TRENDING
The UK government has paid substantial compensation to Abu Zubaydah, a Guantánamo detainee held without trial for 24 years, acknowledging British intelligence complicity in his torture. This settlement highlights the unresolved legacy of the War on Terror.

In a landmark admission, the UK government has agreed to provide "substantial" financial compensation to Abu Zubaydah, a Palestinian man imprisoned without charge at the US military prison in Guantánamo Bay for nearly a quarter of a century. The settlement resolves a civil claim alleging that British intelligence services were complicit in his torture during the post-9/11 War on Terror.

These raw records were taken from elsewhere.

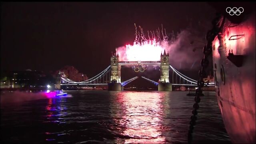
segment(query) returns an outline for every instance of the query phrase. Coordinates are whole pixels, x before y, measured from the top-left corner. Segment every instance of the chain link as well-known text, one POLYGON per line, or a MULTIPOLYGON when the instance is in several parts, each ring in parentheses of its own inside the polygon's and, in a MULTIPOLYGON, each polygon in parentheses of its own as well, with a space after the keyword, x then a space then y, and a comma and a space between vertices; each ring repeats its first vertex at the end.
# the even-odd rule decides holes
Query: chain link
POLYGON ((198 103, 200 102, 201 99, 200 96, 202 95, 202 88, 204 85, 203 78, 206 76, 205 70, 209 65, 209 60, 208 57, 211 54, 212 52, 212 44, 214 40, 215 37, 220 32, 222 27, 223 27, 224 22, 222 21, 221 26, 219 27, 218 25, 218 22, 220 21, 221 18, 221 16, 220 14, 217 14, 216 17, 212 22, 213 27, 212 29, 207 32, 206 38, 207 41, 206 46, 204 47, 203 52, 204 56, 201 60, 201 65, 202 69, 199 70, 198 72, 199 79, 197 82, 197 85, 198 88, 196 90, 196 96, 194 98, 195 103, 193 105, 193 110, 192 111, 193 115, 190 117, 191 120, 189 122, 189 130, 188 130, 188 141, 189 144, 191 144, 192 141, 192 133, 194 130, 194 126, 196 125, 196 120, 197 119, 196 115, 198 114, 197 110, 199 108, 198 103))

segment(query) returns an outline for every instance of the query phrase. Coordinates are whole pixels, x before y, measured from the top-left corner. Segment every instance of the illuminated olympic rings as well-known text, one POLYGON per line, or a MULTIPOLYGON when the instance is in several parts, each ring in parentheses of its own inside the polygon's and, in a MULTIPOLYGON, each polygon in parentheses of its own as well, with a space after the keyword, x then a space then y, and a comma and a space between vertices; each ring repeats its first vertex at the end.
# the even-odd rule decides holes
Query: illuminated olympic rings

British officers are documented to have interrogated Zubaydah in the early 2000s while aware he was being subjected to CIA "enhanced interrogation techniques," including waterboarding. Captured in Pakistan in 2002 and once falsely labelled a senior al-Qaeda figure, Zubaydah was later described as a "guinea pig" for developing the CIA's torture programme before his transfer to Guantánamo, where he remains among 15 detainees.
His international lawyer, Helen Duffy, stated the compensation implicitly recognises his "intolerable suffering" but is insufficient while he "continues to languish in unlawful detention." The case underscores the enduring legal and moral controversies of Western counterterrorism practices.
While former MI6 chief Sir Richard Moore asserted that "lessons have been learned" and oversight frameworks are now "utterly different," the settlement has drawn political fire. Conservative critics, like Robert Jenrick, have accused the government of capitulating to "lawfare" and questioned the use of taxpayer money.
The human rights group CAGE, which has long campaigned for Zubaydah, notes this is not the first such UK payout—referencing 2010 settlements with former detainees like Moazzam Begg—and argues compensation without accountability is inadequate. CAGE's Senior Director, Begg, connects Zubaydah's ordeal as a stateless Palestinian to broader patterns of injustice, urging Prime Minister Keir Starmer to press for his release.
Ultimately, this financial settlement exposes the deep UK involvement in the US-led system of rendition and torture but fails to provide justice or freedom for Abu Zubaydah. It stands as a stark reminder that the legal architecture enabling indefinite detention without trial remains, and true accountability for the War on Terror's excesses is yet to be realised.